How America’s Covid-19 epidemic ends

How America’s Covid-19 epidemic ends

The US flag illuminates a street in Times Square during the Covid-19 pandemic on April 30, 2020. | Johannes Eisele/AFP via Getty Images

The US still has a chance to tame its coronavirus outbreak. But time is running out.

The world is finally looking at a real end to the Covid-19 pandemic. But in the US, it now looks more likely than ever that things will get much, much worse before they get better.

On the one hand, the vaccine news so far is great — suggesting that the coronavirus vaccines will be more effective than most of the experts expected. On the other hand, Covid-19 cases, hospitalizations, and deaths in America keep rising. Thanksgiving likely made things worse (but hasn’t yet shown up in the numbers). Christmas, New Year’s Eve, and other holidays in December will likely bring new potential superspreading events.

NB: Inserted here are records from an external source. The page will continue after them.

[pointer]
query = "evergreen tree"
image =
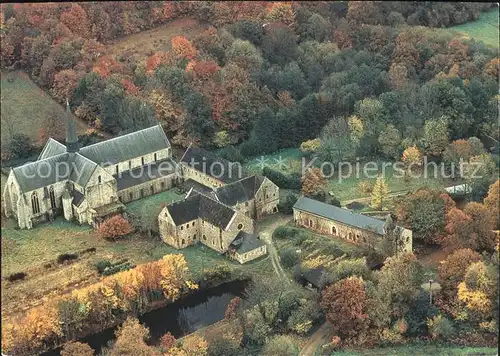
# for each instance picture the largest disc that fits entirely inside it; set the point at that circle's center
(379, 194)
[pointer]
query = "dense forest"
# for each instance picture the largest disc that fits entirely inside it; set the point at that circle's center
(270, 75)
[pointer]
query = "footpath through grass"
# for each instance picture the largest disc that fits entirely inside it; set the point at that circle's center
(484, 29)
(416, 350)
(26, 108)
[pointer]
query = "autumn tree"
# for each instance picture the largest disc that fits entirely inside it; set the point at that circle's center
(76, 20)
(281, 12)
(345, 303)
(75, 348)
(412, 157)
(389, 140)
(492, 201)
(436, 136)
(115, 227)
(482, 237)
(424, 212)
(313, 182)
(167, 341)
(452, 270)
(183, 48)
(379, 194)
(131, 340)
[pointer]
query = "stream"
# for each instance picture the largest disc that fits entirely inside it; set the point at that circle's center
(180, 318)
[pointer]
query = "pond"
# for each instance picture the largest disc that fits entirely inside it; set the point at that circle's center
(180, 318)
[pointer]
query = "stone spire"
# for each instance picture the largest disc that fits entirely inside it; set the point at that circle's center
(71, 136)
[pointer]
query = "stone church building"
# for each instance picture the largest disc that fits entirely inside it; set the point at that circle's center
(357, 228)
(89, 183)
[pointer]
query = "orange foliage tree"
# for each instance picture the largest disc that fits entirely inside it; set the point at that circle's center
(492, 201)
(183, 48)
(75, 348)
(452, 270)
(115, 227)
(76, 20)
(345, 304)
(313, 182)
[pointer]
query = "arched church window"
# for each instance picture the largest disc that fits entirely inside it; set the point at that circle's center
(35, 204)
(52, 197)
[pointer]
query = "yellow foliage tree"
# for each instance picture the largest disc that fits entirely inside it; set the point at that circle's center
(379, 194)
(310, 146)
(281, 12)
(174, 272)
(412, 156)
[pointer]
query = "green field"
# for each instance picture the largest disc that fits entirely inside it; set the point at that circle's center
(26, 109)
(422, 350)
(150, 207)
(484, 29)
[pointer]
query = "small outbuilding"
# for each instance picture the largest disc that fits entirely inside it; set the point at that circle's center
(247, 247)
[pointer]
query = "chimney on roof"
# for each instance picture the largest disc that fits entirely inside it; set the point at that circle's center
(71, 136)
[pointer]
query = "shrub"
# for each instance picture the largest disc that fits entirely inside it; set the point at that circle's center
(102, 265)
(231, 153)
(66, 257)
(16, 276)
(75, 348)
(286, 207)
(282, 180)
(365, 187)
(440, 327)
(115, 227)
(289, 257)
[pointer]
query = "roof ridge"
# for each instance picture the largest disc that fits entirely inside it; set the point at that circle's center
(117, 137)
(38, 161)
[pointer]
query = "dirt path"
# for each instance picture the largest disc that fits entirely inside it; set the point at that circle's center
(322, 336)
(265, 229)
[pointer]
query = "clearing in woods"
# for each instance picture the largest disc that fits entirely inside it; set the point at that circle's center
(26, 108)
(483, 29)
(143, 44)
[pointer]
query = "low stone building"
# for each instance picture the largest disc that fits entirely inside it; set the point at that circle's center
(256, 196)
(90, 183)
(199, 218)
(208, 169)
(246, 247)
(331, 220)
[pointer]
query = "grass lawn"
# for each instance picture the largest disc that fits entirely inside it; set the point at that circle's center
(150, 207)
(348, 188)
(424, 349)
(143, 44)
(484, 29)
(318, 249)
(290, 159)
(26, 108)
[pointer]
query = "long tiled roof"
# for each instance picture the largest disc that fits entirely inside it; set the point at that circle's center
(245, 242)
(240, 191)
(51, 148)
(54, 169)
(145, 173)
(123, 148)
(200, 206)
(338, 214)
(213, 165)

So I asked public health experts: How exactly does this all end? What can we expect in the next few weeks and months of Covid-19?

They said America faces two potential scenarios in the next few weeks:

1) The worst Covid-19 surge yet: With cases regularly coming in above 200,000 a day, Covid-19 hospitalizations topping 100,000, and deaths now above 2,000 a day, things are already quite bad. But it could get worse: Between public fatigue, holiday celebrations, and states keeping risky indoor spaces like restaurants and bars open, the death toll could climb well past 3,000 a day in the future — surpassing the initial spring outbreak. This time the outbreak may be truly national, and the public and leaders may not act, or at least not do enough. So the outbreak could remain bad and even worsening until deep into 2021, with the carnage ending only when a vaccine is widely distributed.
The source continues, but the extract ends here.